After Gneisenau was wrecked in bad weather off Málaga on 16 December 1900, Stein was reactivated to take her place. She embarked on her first training cruise of this commissioning on 28 January 1901, bound for Lisbon, Portugal and Gibraltar. She returned to Kiel on 1 April and, over the course of 30 May to 1 August, she took part in training exercises, made a visit to Riga to participate in celebrations marking the 700th anniversary of the city's founding, and toured ports in the North Sea. She then began a cruise to the West Indies; while stopped in San Sebastián, she was visited by the Spanish king, Alfonso XIII. Stein reached Port of Spain on 18 October and joined the East American Cruiser Division, though she returned to Germany on 6 January 1902. She moved to Kiel on 17 March to begin preparing for the year's training routine, which began in mid-May with exercises in the Baltic and North Seas.

On 29 July, Stein began another cruise to the Mediterranean, stopping in the Azores on the way. She visited Constantinople on 10 November, where Sultan Abdul Hamid II received the ship's commander and the other senior officers. Stein then went to Piraeus, Greece, where the gunboat was holding a German seaman who had been convicted of murder; Stein took the man aboard to return him to Germany for judgement. On leaving the port, Stein passed through the Corinth Canal, the first German warship to do so. She arrived in Kiel on 18 March 1903, and after completing an overhaul, took cruises in the North and Baltic Seas beginning on 15 May. Later in the year she went on another cruise to the West Indies and also visited ports in southern North America, before returning to Kiel on 22 March 1904. She then cruised in the North Sea and visited Iceland, before beginning another Mediterranean cruise; while in Corfu, Stein celebrated her 25th year in commission on 21 October. She arrived back in Germany on 18 March 1906.

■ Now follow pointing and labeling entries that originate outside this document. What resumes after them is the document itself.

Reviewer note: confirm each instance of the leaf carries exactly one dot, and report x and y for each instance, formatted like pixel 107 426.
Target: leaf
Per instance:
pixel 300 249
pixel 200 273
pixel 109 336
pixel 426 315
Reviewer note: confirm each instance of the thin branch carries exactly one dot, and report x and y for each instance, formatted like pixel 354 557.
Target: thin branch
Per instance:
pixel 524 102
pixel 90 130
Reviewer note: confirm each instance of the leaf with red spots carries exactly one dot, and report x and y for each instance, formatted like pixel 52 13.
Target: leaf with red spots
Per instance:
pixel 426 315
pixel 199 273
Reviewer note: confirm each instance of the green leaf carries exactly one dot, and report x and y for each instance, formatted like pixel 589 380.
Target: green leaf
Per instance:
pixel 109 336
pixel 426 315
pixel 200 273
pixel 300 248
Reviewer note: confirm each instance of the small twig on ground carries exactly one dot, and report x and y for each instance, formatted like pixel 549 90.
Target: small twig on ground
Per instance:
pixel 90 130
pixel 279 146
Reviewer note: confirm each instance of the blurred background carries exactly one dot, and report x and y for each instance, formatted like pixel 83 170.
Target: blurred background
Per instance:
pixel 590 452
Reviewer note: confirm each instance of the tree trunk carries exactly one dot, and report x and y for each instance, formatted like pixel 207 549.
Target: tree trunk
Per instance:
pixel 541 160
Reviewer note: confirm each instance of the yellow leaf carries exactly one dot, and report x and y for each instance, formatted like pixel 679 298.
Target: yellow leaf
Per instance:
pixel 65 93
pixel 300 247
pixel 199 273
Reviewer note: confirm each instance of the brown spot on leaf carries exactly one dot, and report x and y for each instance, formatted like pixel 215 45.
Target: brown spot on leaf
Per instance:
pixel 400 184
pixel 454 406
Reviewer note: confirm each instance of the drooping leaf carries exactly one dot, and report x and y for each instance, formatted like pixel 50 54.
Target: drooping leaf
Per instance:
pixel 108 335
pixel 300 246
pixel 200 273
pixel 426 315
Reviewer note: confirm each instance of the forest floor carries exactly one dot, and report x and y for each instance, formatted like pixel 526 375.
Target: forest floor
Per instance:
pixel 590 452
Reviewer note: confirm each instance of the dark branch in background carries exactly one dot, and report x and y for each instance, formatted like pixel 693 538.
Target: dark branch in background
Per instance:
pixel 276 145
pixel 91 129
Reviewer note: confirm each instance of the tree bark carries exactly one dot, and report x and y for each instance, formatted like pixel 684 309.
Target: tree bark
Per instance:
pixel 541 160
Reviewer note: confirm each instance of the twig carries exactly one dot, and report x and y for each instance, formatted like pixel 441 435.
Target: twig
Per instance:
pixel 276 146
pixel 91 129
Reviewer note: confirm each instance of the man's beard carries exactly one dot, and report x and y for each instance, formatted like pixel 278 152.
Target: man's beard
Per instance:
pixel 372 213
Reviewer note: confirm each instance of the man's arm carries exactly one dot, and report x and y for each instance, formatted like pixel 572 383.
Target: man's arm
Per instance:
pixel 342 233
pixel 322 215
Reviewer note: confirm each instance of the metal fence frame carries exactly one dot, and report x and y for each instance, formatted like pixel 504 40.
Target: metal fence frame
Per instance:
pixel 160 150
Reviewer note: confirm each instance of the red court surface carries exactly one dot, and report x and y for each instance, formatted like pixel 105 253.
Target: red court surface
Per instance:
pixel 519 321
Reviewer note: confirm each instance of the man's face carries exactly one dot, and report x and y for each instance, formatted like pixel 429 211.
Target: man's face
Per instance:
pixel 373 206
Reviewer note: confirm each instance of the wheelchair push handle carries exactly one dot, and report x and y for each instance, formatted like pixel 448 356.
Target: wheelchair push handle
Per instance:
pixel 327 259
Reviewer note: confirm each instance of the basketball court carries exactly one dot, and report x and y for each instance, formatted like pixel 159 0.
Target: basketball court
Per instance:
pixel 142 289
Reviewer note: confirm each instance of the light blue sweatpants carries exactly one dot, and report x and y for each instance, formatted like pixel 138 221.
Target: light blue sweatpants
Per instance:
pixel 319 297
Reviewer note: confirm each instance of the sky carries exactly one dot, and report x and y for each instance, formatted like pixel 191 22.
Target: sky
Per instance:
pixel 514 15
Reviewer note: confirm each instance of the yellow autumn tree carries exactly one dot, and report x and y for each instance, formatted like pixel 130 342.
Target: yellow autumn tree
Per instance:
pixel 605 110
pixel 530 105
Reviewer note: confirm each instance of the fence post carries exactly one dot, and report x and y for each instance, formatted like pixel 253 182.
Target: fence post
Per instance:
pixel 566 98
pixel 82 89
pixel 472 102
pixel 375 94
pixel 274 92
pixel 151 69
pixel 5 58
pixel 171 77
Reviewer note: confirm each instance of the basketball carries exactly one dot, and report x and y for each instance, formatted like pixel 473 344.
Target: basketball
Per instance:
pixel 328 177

Stein made a brief cruise in the Baltic later in 1906, and went on other cruise to the West Indies toward the end of the year, returning to Germany on 20 March 1907. On 17 July, she began her last overseas cruise, sailing to Funchal in Madeira before entering the Mediterranean. She returned to Kiel on 21 March 1908 and then went to Wilhelmshaven, where she was decommissioned for the last time on 3 April. She was stricken from the naval register on 21 May and converted into a barracks ship, a role she filled through World War I. After the end of the war, Stein was discarded as part of the dismantling of Germany's navy, being broken up in 1920.